Last week, due to asbestos in makeup, a new regulatory framework for cosmetics was requested from Congress by the US Food and Drug Administration (FDA). The cosmetics industry has expanded in many ways since the current regulatory framework was created more than 80 years ago. The FDA said there are currently no legal requirements for any cosmetic manufacturer selling goods to American consumers to test their products for safety. Asbestos in cosmetic products is alarming because it can be absorbed through the skin. Further, a very small amount of asbestos can be very dangerous.
The FDA also issued a warning to consumers not to use three cosmetic products sold by Claire’s Stores Inc. These three products tested positive for asbestos. Claire’s disputes the test results. The three products are:
- Claire’s Eye Shadows – Batch No/Lot No: 08/17
- Claire’s Compact Powder – Batch No/Lot No: 07/15
- Claire’s Contour Palette – Batch No/Lot No: 04/17
The harm done to Americans due to the use of Asbestos, a known carcinogen, has led to numerous class action lawsuits. Asbestos contamination of talc has been prominent in recent news stories about Johnson and Johnson powders. In December, Reuters published an article that claimed that Johnson and Johnson knew the talc in its raw and finished powders sometimes tested positive for small amounts of asbestos between the 1970s and the 2000s. The article also claims that Johnson and Johnson failed to disclose the test results to regulators or to consumers.

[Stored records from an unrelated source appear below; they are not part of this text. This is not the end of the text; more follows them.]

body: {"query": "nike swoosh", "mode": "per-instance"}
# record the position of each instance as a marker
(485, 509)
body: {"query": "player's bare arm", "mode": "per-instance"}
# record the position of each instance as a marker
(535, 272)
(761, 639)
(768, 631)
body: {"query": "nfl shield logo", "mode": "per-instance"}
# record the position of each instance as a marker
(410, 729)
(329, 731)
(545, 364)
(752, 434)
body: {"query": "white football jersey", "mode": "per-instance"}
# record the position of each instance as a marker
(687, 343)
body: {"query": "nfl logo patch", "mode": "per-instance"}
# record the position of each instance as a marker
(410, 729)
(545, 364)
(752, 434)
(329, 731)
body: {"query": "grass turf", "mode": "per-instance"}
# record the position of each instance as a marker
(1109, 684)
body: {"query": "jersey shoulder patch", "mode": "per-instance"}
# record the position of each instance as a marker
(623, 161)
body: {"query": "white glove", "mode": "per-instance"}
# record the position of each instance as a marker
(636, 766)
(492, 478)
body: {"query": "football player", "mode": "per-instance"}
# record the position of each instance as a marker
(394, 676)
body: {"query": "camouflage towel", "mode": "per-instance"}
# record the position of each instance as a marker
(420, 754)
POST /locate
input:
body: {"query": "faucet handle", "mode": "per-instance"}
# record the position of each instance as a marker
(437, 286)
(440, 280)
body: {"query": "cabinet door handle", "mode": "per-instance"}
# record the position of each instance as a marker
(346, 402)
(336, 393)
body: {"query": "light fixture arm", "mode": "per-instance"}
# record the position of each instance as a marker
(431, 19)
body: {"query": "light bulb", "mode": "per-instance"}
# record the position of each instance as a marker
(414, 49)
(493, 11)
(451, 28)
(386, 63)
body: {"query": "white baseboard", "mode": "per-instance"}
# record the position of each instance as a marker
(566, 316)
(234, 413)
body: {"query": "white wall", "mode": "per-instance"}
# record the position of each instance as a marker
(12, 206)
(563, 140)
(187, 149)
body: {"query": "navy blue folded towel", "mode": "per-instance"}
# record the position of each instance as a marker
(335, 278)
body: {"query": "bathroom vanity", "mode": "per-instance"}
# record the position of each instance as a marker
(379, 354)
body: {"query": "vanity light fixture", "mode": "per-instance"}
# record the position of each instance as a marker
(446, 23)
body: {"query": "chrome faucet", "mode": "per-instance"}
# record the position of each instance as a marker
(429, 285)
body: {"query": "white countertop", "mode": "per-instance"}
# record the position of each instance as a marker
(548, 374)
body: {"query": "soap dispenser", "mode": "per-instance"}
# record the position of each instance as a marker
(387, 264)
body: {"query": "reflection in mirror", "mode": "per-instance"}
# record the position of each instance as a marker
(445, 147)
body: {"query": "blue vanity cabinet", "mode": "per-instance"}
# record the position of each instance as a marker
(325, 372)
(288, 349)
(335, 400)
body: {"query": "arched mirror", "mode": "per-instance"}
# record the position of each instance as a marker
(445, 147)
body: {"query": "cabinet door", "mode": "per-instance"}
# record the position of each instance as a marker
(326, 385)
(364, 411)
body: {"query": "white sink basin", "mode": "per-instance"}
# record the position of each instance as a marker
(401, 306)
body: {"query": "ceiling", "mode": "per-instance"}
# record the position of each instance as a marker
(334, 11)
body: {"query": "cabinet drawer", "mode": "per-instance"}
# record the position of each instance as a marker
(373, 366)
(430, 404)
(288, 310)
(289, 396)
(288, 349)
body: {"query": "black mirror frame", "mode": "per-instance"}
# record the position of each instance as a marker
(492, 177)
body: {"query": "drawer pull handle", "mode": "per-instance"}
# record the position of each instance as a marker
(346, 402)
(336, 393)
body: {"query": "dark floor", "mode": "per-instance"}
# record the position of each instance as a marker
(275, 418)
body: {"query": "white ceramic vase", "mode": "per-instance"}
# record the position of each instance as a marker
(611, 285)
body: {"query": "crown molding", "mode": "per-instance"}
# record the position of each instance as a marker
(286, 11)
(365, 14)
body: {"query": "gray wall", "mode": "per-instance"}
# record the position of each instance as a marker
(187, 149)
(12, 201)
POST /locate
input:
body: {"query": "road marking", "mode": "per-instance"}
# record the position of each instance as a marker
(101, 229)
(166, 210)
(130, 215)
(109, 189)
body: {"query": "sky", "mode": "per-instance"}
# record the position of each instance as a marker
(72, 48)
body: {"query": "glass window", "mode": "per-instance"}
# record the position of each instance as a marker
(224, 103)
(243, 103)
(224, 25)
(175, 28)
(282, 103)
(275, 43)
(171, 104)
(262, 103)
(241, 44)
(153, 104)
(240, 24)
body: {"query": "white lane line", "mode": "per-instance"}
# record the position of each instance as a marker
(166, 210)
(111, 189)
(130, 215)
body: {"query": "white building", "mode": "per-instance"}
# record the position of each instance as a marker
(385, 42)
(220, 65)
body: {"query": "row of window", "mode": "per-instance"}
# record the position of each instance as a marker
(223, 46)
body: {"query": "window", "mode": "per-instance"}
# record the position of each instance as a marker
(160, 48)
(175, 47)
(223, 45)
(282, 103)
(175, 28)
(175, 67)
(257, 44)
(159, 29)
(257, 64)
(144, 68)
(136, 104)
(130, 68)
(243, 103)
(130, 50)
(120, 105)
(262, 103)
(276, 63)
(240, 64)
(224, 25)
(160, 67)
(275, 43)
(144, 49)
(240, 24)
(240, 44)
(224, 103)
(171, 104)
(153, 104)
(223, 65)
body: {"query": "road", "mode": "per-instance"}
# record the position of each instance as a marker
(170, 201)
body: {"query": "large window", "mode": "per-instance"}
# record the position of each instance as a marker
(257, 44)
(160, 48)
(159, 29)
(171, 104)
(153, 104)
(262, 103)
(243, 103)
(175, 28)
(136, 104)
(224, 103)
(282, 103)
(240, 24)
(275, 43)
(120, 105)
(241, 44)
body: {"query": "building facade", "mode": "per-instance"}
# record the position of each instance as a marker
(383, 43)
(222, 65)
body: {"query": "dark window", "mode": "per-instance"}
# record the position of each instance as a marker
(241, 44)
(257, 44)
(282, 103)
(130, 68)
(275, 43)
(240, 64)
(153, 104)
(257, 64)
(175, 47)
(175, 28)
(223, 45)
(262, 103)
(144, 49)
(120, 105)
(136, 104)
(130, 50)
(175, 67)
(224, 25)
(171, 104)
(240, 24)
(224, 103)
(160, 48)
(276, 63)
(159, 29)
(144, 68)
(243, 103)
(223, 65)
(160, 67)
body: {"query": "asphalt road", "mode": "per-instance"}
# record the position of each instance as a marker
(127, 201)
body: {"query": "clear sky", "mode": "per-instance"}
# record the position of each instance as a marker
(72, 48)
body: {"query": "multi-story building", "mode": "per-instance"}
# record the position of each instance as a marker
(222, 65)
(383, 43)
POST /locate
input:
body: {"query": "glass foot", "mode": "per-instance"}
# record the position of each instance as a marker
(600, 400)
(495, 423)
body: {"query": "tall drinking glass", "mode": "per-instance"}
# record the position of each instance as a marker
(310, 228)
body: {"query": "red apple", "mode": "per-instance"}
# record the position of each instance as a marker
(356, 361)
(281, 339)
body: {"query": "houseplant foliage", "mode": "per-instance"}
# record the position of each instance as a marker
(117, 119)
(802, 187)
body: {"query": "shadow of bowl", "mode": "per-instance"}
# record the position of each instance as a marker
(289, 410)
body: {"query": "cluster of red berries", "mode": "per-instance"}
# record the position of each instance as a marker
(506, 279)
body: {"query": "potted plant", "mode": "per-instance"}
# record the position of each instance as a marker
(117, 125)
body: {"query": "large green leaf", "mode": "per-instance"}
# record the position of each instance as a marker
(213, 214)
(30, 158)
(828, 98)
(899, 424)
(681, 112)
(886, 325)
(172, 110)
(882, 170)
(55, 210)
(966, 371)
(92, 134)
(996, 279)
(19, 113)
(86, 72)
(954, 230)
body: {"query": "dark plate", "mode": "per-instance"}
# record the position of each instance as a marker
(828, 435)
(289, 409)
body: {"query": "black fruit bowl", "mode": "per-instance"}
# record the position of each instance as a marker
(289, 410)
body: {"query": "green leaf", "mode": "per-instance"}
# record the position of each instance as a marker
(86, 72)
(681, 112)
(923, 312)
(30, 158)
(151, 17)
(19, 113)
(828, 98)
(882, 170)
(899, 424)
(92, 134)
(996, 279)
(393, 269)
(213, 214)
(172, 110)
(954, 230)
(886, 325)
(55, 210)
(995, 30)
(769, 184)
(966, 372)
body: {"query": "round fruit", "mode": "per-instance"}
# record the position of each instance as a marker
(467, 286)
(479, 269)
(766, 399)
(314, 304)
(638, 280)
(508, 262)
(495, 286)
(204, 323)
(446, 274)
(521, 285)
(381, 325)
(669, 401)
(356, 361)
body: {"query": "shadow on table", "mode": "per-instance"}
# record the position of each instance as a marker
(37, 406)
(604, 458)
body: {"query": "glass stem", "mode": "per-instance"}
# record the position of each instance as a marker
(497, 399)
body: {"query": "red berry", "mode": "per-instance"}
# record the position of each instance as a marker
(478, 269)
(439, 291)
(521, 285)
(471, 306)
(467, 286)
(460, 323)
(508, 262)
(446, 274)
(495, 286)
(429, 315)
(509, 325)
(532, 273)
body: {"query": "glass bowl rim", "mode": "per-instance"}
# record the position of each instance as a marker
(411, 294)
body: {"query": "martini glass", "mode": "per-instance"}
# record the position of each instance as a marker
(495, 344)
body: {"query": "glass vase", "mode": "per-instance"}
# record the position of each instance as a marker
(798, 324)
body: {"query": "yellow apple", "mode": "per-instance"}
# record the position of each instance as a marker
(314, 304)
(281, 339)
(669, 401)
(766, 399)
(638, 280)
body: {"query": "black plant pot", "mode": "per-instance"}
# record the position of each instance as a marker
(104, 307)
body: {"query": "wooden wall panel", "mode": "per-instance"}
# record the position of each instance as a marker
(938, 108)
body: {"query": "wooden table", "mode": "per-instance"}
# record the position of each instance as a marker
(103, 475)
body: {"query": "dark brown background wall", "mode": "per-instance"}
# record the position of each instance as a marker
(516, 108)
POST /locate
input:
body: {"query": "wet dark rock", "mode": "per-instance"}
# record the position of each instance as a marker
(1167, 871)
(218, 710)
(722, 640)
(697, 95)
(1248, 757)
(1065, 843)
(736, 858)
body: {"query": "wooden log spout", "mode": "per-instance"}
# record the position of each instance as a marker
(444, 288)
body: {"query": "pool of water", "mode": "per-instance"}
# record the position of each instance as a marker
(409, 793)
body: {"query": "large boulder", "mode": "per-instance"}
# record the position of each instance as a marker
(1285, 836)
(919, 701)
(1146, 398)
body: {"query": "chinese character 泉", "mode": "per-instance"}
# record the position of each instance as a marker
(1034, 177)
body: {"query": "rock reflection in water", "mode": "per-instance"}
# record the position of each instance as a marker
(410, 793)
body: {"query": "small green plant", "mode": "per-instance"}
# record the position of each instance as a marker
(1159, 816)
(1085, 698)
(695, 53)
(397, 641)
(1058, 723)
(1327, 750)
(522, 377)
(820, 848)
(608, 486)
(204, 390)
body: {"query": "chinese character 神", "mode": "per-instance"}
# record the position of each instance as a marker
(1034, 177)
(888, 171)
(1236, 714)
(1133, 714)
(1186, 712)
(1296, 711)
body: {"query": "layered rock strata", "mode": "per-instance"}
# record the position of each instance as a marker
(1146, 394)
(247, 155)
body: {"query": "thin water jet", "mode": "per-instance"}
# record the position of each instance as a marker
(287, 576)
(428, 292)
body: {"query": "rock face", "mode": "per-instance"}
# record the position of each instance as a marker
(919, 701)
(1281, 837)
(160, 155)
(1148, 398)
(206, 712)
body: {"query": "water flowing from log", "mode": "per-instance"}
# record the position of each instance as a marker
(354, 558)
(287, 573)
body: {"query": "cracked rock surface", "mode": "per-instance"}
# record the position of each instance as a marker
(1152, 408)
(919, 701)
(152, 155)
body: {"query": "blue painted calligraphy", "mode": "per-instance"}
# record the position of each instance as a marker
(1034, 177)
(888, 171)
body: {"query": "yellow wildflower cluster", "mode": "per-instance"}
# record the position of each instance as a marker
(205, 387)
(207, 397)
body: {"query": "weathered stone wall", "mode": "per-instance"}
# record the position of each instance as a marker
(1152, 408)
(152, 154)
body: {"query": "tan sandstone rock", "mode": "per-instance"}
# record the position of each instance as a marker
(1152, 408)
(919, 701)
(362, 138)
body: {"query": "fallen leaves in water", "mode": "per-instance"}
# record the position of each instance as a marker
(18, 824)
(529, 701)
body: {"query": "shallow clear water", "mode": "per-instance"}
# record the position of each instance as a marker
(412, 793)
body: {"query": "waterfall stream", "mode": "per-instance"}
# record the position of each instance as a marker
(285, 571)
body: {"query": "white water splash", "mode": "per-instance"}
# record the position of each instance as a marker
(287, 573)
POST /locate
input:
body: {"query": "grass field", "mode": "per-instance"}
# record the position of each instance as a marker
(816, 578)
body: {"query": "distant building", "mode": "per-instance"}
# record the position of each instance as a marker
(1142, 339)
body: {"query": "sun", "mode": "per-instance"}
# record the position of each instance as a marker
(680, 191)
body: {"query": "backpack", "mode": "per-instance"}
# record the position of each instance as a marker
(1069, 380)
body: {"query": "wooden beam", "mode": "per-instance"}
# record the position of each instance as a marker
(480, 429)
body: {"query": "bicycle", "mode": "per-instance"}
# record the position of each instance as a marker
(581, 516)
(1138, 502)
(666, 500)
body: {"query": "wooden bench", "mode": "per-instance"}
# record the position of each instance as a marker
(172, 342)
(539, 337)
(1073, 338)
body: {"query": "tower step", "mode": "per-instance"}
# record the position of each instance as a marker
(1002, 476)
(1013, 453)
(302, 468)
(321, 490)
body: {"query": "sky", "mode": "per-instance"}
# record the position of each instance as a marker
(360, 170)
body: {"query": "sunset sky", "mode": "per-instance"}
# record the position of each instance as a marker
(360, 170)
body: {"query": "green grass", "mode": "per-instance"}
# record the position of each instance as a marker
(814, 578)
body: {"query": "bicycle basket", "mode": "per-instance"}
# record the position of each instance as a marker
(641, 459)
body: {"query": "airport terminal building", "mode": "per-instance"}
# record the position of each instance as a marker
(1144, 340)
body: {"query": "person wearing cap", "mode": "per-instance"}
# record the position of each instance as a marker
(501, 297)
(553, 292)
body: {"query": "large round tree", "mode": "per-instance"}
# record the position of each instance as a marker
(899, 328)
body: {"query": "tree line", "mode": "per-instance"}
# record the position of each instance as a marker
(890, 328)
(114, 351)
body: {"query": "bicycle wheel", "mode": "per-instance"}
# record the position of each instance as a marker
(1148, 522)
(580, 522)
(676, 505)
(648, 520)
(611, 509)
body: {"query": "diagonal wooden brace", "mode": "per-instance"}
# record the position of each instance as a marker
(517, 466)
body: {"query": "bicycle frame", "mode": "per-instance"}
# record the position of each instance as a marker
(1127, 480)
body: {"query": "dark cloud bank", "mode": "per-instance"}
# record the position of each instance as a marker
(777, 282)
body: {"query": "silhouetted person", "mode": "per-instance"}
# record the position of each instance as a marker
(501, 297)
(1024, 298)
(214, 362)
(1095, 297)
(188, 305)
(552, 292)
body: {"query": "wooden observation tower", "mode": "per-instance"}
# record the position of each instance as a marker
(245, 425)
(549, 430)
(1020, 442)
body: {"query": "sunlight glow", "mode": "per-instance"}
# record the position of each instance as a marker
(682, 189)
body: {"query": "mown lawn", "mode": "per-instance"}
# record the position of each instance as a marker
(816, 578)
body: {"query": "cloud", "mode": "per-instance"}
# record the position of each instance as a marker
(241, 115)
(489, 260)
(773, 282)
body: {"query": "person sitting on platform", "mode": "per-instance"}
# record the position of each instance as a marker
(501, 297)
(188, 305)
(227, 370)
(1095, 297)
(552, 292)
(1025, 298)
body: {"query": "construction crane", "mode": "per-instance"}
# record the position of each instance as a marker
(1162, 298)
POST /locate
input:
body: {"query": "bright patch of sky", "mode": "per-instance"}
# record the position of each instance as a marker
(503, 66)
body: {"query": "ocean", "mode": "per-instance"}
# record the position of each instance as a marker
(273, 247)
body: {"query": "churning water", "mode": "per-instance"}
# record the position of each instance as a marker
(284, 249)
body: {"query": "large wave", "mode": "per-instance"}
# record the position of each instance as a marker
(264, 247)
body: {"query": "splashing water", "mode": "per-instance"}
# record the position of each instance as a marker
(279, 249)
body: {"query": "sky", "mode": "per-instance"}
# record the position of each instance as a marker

According to the New York Times, “Talc is a mineral in clay mined from underground deposits. It’s the softest mineral known to man and that makes it useful in a wide range of consumer and industrial products. Asbestos is also found underground, and veins of it can often be found in talc deposits, leading to a risk of cross-contamination, geologists say.” [https://www.nytimes.com/2018/12/14/business/talc-asbestos-powder-facts.html].
It is disturbing that cosmetics may contain asbestos. In this day of global sourcing of product ingredients and of importing products from other countries that may not have strict safety regulations, the cosmetics we use may contain asbestos. What is more there is no requirement that all ingredients in these products must be reported or revealed to the consumer.
It is particularly disturbing that “play” cosmetics made for children also contain asbestos and that there is no law or regulation prohibiting these products from being sold in the U.S. One article about asbestos in children’s cosmetics was published by Goop: https://goop.com/wellness/health/asbestos-in-makeup-for-kids-is-legal-and-totally-happening-in-this-country/.
Today (March 19, 2019) The U.S. House of Representatives is considering a bill introduced by Representatives Debbie Dingell (D-Michigan) and Jan Schakowsky (D-Illinois), called the Children’s Product Warning Label Act. This bill would require that any cosmetic product that contains talc and is marketed to children must have a label warning that it may contain asbestos.
Clearly the FDA warning is being heeded by Congress. It remains for consumers to read product labels in order to identify products that contain talc or asbestos. It remains for Congress to pass legislation requiring appropriate labeling and testing for asbestos and outlining a new regulatory framework for cosmetics.
It is easy for Americans to complain about government regulation of the ingredients in and production of the cosmetics and other products we use. This issue of asbestos in some cosmetics is a clear example of the reason for these regulations. When we consider the complete lack of regulatory control over the ingredients in children’s makeup, many people will demand a new regulatory framework from the government to protect our youngest and most vulnerable citizens from potential harm from products containing carcinogens.